Ivaz, L. 1 , Costa, A. 2, 3 & Duñabeitia, J. A. 1
1 BCBL, Basque Center on Cognition, Brain and Language, Donostia, Spain
2 ICREA, Institució Catalana de Recerca I Estudis Avançats, Barcelona, Spain
3 CBC, Center for Brain and Cognition, Pompeu Fabra University, Barcelona, Spain
Self-related stimuli enhance performance by boosting memory, speed and accuracy as compared to stimuli unrelated to the self. This gives rise to the robust and highly automatic self-bias effect demonstrated in several recent studies. We aimed to investigate the extent to which this effect depends on the language context, as recent evidence suggests that foreign language contexts impose a relative emotional and psychological distance in bilinguals.

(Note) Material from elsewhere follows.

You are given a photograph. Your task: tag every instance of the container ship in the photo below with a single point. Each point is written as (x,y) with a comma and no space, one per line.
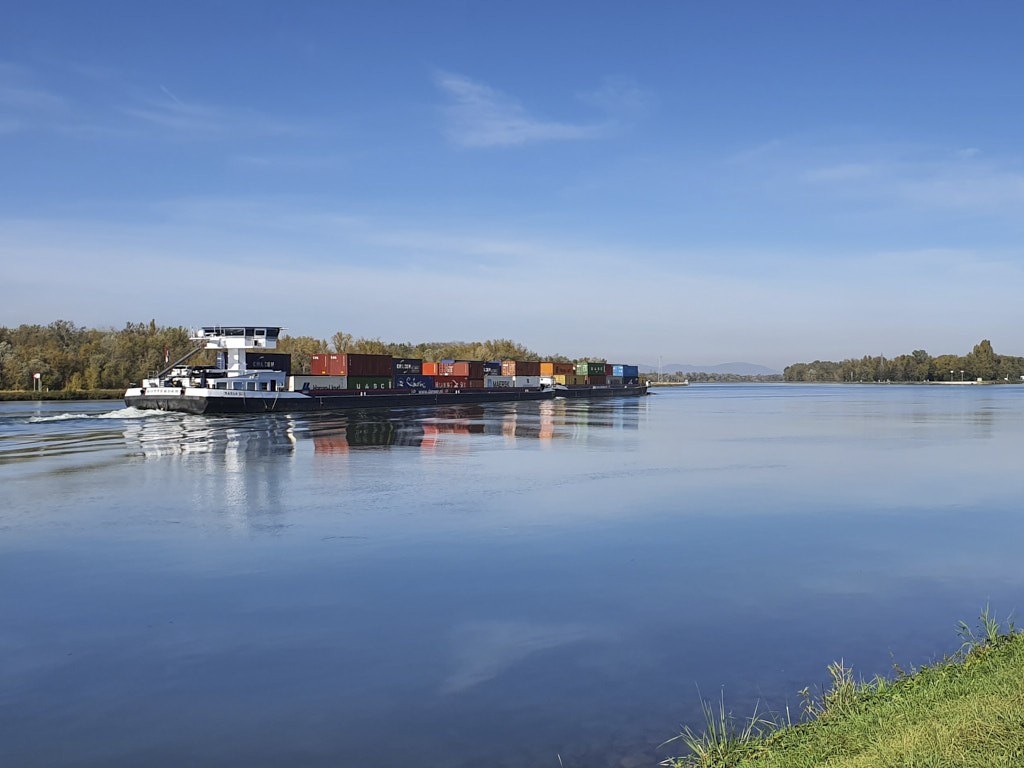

We conducted two experiments with Spanish-English bilinguals performing a perceptual matching task where they associated simple geometric shapes (circles, squares and triangles) with the labels "you", "friend" and "other" either in their native or foreign language. The results showed a robust asymmetry in the self-bias: larger self-bias effects were found in the native language than in the foreign language. Our results demonstrate that the foreign language effects are pervasive enough to affect automatic stages of emotional processing. Follow-up experiments qualified these results by exploring the intrinsic relationship between these differential self-bias effects and the emotional resonance of both foreign and contextually-present non-native languages.